On Wed, Jul 05, 2023, Chao Gao wrote:
> On Fri, Jun 30, 2023 at 03:56:14PM -0700, Sean Christopherson wrote:
> >mn Fri, Jun 30, 2023, Chao Gao wrote:
> >> am wondering if we can link vcpu->arch.mp_state to VMCS activity state,
> >
> >Hrm, maybe.
> >
> >> i.e., when mp_state is set to RUNNABLE in KVM_SET_MP_STATE ioctl, KVM
> >> sets VMCS activity state to active.
> >
> >Not in the ioctl(), there needs to be a proper set of APIs, e.g. so that the
> >existing hack works,
> 
> I don't get why the existing hack will be broken if we piggyback on the
> KVM_GET/SET_MP_STATE ioctl(). The hack is for "Older userspace" back to
> 2008. I suppose the "Older userspace" doesn't support disabling hlt exit.

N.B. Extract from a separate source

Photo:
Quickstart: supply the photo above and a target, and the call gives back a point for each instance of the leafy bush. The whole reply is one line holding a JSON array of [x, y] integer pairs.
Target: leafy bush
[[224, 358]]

True, it does seem extremely unlikely that the two would collide.  And even if
there is some bizarre userspace that relies on the old hack *and* exposes HLT,
fixing this in set_mpstate() wouldn't make the problem worse, i.e. there's no
reason to hold up the fix.

Qi, for v2, can you handle this in kvm_arch_vcpu_ioctl_set_mpstate() instead of
__set_regs()?  And wire up the new hook to support a static_call(), e.g. I think
the call site would be:

diff --git a/arch/x86/kvm/x86.c b/arch/x86/kvm/x86.c
index 05a68d7d99fe..92d255fb00c5 100644
--- a/arch/x86/kvm/x86.c
+++ b/arch/x86/kvm/x86.c
@@ -11411,6 +11411,10 @@ int kvm_arch_vcpu_ioctl_set_mpstate(struct kvm_vcpu *vcpu,
                vcpu->arch.mp_state = mp_state->mp_state;
        kvm_make_request(KVM_REQ_EVENT, vcpu);
 
+       if (kvm_hlt_in_guest(vcpu->kvm) &&
+           mp_state->mp_state != KVM_MP_STATE_HALTED)
+               static_call_cond(kvm_x86_clear_hlt)(vcpu);
+
        ret = 0;
 out:
        vcpu_put(vcpu);

> >and so that KVM actually reports out to userspace that a
> >vCPU is HALTED if userspace gained control of the vCPU, e.g. after an IRQ exit,
> >while the vCPU was HALTED.  I.e. mp_state versus vmcs.ACTIVITY_STATE needs to be
> >bidirectional, not one-way.  E.g. if a vCPU is live migrated, I'm pretty sure
> >vmcs.ACTIVITY_STATE is lost, which is wrong.
> 
> Yes. Agreed.

Fixing this is going to be painful.  Reporting KVM_MP_STATE_HALTED would cause
problems if a VM is migrated from a KVM with the fix to a KVM without the fix,
as the "bad" KVM wouldn't know it should treat the guest as running and actually
put the vCPU into HLT.  We can't use a new KVM_MP_STATE because that would fully
break migration (*sigh*).

That means we probably need to add a flag somewhere, on top of also teaching KVM
to treat the guest as runnable.  So as above, I think it makes sense to get the
immediate bug fixed and worry about migrating HLT state in the future, especially
since KVM *can't* migrate HLT state on SVM.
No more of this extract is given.